I had a discussion about this recently on the Drupal mailing lists, at the
end of which I promised to do some benchmarking to determine whether or
not text keys really do hurt performance of indexes.  Unfortunately, I
still haven't followed through on that promise -- maybe I'll get to it
tomorrow.

The main reason why integer indexes are faster than natural
counterparts is that the index is smaller and puts less pressure on
cache.  This is however offset by removing joins here and there and
you usually just end up indexing the data anyways.  Performance is
kind of tangential to the argument though -- I've seen databases using
all natural keys and found them to be very clean and performant.
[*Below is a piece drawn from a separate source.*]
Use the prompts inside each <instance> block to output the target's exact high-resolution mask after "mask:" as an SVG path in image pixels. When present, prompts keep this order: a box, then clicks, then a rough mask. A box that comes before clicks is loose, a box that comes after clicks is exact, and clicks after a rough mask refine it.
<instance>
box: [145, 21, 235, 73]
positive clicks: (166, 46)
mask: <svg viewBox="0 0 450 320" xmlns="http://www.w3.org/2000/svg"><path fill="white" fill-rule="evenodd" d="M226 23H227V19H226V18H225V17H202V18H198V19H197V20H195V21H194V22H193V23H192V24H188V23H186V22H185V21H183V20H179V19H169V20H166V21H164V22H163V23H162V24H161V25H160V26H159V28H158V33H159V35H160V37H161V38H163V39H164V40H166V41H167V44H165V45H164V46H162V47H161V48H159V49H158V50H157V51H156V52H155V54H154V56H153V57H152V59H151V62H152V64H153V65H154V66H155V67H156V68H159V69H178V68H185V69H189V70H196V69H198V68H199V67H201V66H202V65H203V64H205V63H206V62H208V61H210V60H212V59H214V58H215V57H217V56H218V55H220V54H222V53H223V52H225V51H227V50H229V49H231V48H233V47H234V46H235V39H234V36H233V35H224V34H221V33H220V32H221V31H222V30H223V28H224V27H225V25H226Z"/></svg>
Using surrogate keys is dangerous and can lead to very bad design
habits that are unfortunately so prevalent in the software industry
they are virtually taught in schools.  Many software frameworks assume
you use them and refuse to work without them (avoid!)  While there is
nothing wrong with them in principle (you are exchanging one key for
another as a performance optimization), they make it all too easy to
create denormalized designs and tables with no real identifying
criteria, etc, and the resultant stinky queries to put it all back
together again, (full of unions, self joins, extraneous groups, case
statements, etc).

A good compromise in your designs is to identify your natural key but
use the surrogate if you have valid performance reasons:

CREATE TABLE foo (
 frobnitz_id int unique,
 frobnitz character(varying 100) PRIMARY KEY\
[...]
);

frobnitz_id is of course optional and not necessary in all tables.  It
may be a pain to relate a large table with a four or five part key and
judicious use of surrogates may be justified for performance or even
just to keep your queries smaller:

create table order_line_item_discount
(
 company_name text,
 order_no int,
 line_item_seq_no int,
 discount_code text,
 primary key(company_name, order_no, line_item_seq_no, discount_code)
)

becomes

create table order_line_item_discount
(
 order_line_item_id int,
 discount_code text,
 primary key (order_line_item_id, discount_code)
)

merlin